Solving Derivative Problem: f(x)=2x^3-1/x^2

[Sirius_GTO]

f(x)=2x^3-1/x^2first I did this:

I used the quotient rule to get:

1.x^2(2x^3-1) + 2x^3-1(x^2)

2.x^2(6x^2) + 2x^3-1(x^2)

3.6x^4 + 4x+4 -2x

4.2x(3x^3+2x^3-1)/x^4

and I arrived with my final answer:

2x(3x^3+2x+3-1)/x^4

I know I got it wrong. But I would love to know why
and what I should have done instead. Thank you so
much for your help!

 

[radou]

First of all, is the function $$f(x)=\frac{2e^3}{x^2}$$ or $$f(x)=\frac{2x^3}{x^2}$$? It seems to me that you applied the quotient derivative rule wrong. The rule is, for some function $$f(x)=\frac{g(x)}{h(x)}$$: $$f'(x) = \frac{g'(x)h(x)-g(x)h'(x)}{h(x)^2}$$.

 

[Sirius_GTO]

What do you use to put in the functions so it appears that way? that is neat!

I'll try doing what you say and I'll see if it works. Thanks a bunch!

BTW, i editted the question. I'm sorry about the typo!

EDIT -

I just noticed... I used addition instead of subtraction... DOH! This is what happens when you're up for 48 hours...

 

[Sirius_GTO]

so this is what I did...

x^2(6x^2) - 2x^3-1(2x)/x^4

then i got:

6x^4-4x^4-2x/x^4I still think I did something wrong. Thanks

 

[radou]

so this is what I did...

x^2(6x^2) - 2x^3-1(2x)/x^4

then i got:

6x^4-4x^4-2x/x^4


I still think I did something wrong. Thanks

Just slow down. Identify what g(x) and h(x) are and use the rule I gave you.

 

[Sirius_GTO]

Radou - with the equation of you gave me, I noticed you said first take g'(x)h(x) - g(x)h'(x)

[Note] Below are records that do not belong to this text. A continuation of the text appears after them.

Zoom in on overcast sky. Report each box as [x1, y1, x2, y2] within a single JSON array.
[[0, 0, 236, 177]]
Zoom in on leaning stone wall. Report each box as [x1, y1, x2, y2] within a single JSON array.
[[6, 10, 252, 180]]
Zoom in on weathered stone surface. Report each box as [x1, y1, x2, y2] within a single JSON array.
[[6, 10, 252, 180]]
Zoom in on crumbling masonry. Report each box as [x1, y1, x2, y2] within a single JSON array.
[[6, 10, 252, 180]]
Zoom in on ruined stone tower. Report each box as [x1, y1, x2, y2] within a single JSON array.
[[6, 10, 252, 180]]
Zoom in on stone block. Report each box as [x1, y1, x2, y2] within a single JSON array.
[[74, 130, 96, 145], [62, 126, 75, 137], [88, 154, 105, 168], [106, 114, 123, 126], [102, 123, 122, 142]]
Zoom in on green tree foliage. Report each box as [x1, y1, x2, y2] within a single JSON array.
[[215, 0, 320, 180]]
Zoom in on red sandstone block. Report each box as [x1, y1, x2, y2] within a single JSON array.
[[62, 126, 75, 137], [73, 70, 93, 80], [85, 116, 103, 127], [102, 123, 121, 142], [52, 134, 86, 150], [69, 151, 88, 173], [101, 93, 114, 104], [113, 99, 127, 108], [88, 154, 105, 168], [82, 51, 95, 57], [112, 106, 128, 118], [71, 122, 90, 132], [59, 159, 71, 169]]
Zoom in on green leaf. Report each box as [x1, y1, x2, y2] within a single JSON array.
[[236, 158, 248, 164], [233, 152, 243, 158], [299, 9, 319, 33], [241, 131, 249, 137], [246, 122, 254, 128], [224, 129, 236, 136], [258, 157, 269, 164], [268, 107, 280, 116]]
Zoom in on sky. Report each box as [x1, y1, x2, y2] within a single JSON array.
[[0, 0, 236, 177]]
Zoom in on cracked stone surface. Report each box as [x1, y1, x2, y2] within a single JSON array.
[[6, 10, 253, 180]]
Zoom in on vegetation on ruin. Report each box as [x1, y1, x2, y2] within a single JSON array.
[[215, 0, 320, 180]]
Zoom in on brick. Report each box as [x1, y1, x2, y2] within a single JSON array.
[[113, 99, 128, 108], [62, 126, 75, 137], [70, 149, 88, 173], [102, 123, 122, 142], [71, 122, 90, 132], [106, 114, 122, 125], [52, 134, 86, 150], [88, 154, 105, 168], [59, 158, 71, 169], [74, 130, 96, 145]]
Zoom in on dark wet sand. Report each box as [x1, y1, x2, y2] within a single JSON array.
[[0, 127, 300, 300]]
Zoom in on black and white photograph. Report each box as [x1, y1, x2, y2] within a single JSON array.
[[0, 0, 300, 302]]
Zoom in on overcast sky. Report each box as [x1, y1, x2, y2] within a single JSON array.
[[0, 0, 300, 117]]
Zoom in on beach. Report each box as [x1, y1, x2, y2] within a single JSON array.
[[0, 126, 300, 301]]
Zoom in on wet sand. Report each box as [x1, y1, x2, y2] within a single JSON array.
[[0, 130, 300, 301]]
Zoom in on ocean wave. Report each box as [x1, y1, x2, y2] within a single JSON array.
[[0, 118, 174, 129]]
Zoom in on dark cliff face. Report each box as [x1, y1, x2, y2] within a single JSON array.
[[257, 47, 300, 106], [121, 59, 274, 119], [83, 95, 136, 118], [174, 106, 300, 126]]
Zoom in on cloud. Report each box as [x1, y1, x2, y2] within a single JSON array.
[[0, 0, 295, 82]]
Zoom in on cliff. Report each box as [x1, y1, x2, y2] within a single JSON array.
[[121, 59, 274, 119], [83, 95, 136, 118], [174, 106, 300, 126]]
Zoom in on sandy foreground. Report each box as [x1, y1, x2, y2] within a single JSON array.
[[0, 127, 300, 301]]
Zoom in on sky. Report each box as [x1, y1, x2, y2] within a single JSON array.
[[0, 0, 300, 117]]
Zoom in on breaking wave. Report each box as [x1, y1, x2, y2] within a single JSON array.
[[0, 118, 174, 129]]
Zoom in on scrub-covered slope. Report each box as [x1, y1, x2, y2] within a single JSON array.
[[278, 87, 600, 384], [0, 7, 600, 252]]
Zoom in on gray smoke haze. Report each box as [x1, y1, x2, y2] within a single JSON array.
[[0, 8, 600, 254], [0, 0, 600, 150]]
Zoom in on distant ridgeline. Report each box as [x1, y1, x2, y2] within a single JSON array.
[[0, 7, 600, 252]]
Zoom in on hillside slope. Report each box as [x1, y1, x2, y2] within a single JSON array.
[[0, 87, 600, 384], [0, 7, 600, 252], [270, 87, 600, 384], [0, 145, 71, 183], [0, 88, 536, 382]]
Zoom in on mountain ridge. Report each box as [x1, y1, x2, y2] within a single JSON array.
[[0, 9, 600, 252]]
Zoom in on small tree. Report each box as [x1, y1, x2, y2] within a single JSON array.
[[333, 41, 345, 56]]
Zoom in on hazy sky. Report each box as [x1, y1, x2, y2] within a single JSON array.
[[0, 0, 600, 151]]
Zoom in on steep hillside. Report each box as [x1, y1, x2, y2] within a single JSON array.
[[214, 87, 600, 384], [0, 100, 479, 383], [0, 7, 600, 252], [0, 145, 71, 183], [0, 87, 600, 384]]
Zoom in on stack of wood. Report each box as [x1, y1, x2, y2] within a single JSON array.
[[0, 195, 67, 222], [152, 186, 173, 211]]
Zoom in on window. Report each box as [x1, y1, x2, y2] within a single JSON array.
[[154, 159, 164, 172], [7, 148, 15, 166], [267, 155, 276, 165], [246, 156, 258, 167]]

should it not be g(x)h'(x) - h(x)g'(x)?
edit- ahhhhhhhhhhhhh my fault read it wrong. thanks radou.

 

[radou]

Radou - with the equation of you gave me, I noticed you said first take g'(x)h(x) - g(x)h'(x)

should it not be g(x)h'(x) - h(x)g'(x)?

I wouldn't give you wrong equations, don't worry.

 

[Sirius_GTO]

Thanks Radou. I solved the problem successfully. I just had many nub mistakes hahaha. Much appreciated!